3.1. UCS Predictor System Determination

The granitic samples in this study were the same as in the study of Xie et al. [47]. The petrographic and mechanical parameters of the rocks were also derived from that paper (Table 4). In addition, this study also carried out a rebound test and acoustic test on 40 groups of granitic rocks from that paper, and the results are shown in Table 4.

3.2. Feature Selection

In this study, the number of nearest neighbors was taken as 10, and the calculation was repeated 30 times. The final weight values of the feature indices and the ranking by weight value from largest to smallest are shown in Figure 6. The larger the weight values of the feature indices, the more favorable the feature indices are for predicting the rock’s UCS, so the weight values should be as large as possible and the number of feature indices should not be too small.
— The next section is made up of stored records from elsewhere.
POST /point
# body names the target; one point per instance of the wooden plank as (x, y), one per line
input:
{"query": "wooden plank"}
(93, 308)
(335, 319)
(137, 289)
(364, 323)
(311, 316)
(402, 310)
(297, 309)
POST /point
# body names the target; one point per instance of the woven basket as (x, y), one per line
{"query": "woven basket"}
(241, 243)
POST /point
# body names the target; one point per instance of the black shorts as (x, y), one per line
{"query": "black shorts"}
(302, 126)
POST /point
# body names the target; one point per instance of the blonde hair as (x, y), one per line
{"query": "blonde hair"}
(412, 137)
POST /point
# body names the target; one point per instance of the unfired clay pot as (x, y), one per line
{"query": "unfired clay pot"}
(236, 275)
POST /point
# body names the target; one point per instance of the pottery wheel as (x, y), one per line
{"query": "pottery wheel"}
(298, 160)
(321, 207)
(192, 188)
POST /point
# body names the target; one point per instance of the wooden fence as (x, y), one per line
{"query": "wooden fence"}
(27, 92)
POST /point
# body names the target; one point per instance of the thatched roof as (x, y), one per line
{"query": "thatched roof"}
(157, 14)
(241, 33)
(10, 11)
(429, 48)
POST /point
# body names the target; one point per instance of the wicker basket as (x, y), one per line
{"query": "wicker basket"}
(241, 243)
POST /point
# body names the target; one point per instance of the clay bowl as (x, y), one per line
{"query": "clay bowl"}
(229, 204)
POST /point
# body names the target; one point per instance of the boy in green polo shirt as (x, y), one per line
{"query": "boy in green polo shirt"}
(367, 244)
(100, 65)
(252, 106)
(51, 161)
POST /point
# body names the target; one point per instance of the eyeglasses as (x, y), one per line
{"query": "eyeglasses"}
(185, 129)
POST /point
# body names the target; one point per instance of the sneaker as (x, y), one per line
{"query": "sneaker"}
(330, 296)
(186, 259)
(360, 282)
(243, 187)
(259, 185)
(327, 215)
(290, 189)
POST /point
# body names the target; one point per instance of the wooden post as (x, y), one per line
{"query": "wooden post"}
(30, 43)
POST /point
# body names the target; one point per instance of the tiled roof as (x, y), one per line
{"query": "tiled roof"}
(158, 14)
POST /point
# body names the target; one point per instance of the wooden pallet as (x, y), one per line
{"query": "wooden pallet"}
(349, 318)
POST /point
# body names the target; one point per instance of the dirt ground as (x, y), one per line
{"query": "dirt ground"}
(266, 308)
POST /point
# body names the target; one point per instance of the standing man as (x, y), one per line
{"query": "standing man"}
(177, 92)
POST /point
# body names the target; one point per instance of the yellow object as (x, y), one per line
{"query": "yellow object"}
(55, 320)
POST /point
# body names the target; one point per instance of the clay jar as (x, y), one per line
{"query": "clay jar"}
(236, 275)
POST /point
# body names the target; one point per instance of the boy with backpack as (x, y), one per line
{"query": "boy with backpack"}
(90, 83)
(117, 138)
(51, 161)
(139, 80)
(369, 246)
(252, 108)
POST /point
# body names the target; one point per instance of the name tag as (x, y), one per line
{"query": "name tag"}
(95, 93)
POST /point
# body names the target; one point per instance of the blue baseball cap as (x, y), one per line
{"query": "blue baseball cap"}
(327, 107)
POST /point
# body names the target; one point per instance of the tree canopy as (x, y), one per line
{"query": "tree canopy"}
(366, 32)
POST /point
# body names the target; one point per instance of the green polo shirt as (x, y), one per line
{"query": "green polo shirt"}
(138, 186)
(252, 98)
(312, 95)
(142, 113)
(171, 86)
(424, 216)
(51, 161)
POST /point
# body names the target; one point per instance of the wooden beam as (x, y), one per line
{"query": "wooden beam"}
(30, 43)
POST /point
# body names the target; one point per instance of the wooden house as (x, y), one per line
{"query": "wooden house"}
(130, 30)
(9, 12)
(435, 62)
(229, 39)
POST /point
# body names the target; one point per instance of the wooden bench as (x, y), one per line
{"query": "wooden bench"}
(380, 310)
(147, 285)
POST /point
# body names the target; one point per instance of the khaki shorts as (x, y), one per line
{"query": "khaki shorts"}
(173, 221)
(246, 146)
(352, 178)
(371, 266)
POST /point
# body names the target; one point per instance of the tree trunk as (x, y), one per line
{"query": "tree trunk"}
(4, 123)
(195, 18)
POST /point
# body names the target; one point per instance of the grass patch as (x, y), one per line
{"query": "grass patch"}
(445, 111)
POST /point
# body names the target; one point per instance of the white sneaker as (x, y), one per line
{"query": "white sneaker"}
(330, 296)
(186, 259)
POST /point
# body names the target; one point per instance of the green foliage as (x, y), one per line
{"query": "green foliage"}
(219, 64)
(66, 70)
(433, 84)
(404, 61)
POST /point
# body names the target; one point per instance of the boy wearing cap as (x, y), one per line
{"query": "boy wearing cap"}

From Figure 6, it can be seen that the weights of the longitudinal P-wave velocity, sorting coefficient, rebound value, mean grain size, feldspar content, and quartz content were larger and more than 0.5, while the weight of the dark mineral content was only 0.003, which is much smaller than the weights of the other feature indices. Therefore, the dark mineral content was removed, and the other six feature indices were preliminarily selected, including feldspar content, quartz content, mean grain size, sorting coefficient, rebound value, and P-wave velocity.
The Pearson correlation coefficient was used for secondary selection of the above six feature indices, and the results are shown in Figure 7. From Figure 7, it can be seen that the correlation coefficient between feldspar content and quartz content is 0.95, and there is strong correlation. Therefore, one of these two feature indices should be removed in order to reduce the multicollinearity between the feature indices.
According to the conclusions of Xie et al. [47], the content of feldspar was the main controlling factor affecting the UCS of the studied rocks. Therefore, the quartz content was removed, and the other five feature indices were ultimately selected, including feldspar content, mean grain size, sorting coefficient, rebound value, and P-wave velocity.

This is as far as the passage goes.